Also ja...keine Ahnung wo ich hin will. Ich gehe oft ungeplant vor, da macht man die spannendsten Entdeckungen. Tempelhof darf ich nicht vergessen, da war ich noch nie.

ryan tedder am 21.Jul 14  |  Permalink
Ja, kaum zu fassen ;D
War allerdings noch nicht so, als ich dort gelebt habe (und das waren immerhin sechs Jahre...

Dann wünsche ich dir viel Spaß beim herumlaufen ;D
Für mich war Kreuzberg immer das schönste Viertel, aber seit der Flughafen in die Tempelhofer Freiheit umgewandelt wurde, lohnt es sich wirklich, dort einen Besuch abzustatten. Warst du mal im Britzer-Garten?

dergeschichtenerzaehler am 21.Jul 14  |  Permalink
Ne diesen Garten kenn ich noch nicht. Empfehlenswert?

Kreuzberg nehme ich auch noch mit und dann will ich die DDR Bauten in Friedrichshain anschauen.

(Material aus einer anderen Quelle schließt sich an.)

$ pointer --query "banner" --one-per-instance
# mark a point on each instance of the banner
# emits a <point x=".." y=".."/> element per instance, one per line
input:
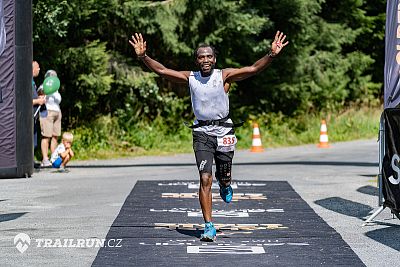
<point x="16" y="142"/>
<point x="392" y="55"/>
<point x="7" y="85"/>
<point x="391" y="160"/>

ryan tedder am 21.Jul 14  |  Permalink
Britzer Garten lohnt sich auf jeden Fall, wenn man sich für Gartenkunst interessiert, auch im Hinblick auf Fotografie... ;D
Außerdem habe ich dort laufen gelernt.

blue_rose am 21.Jul 14  |  Permalink
wunderschöner Text!!

ryan tedder am 21.Jul 14  |  Permalink
Danke ;D
Freut mich, dass er dir gefällt!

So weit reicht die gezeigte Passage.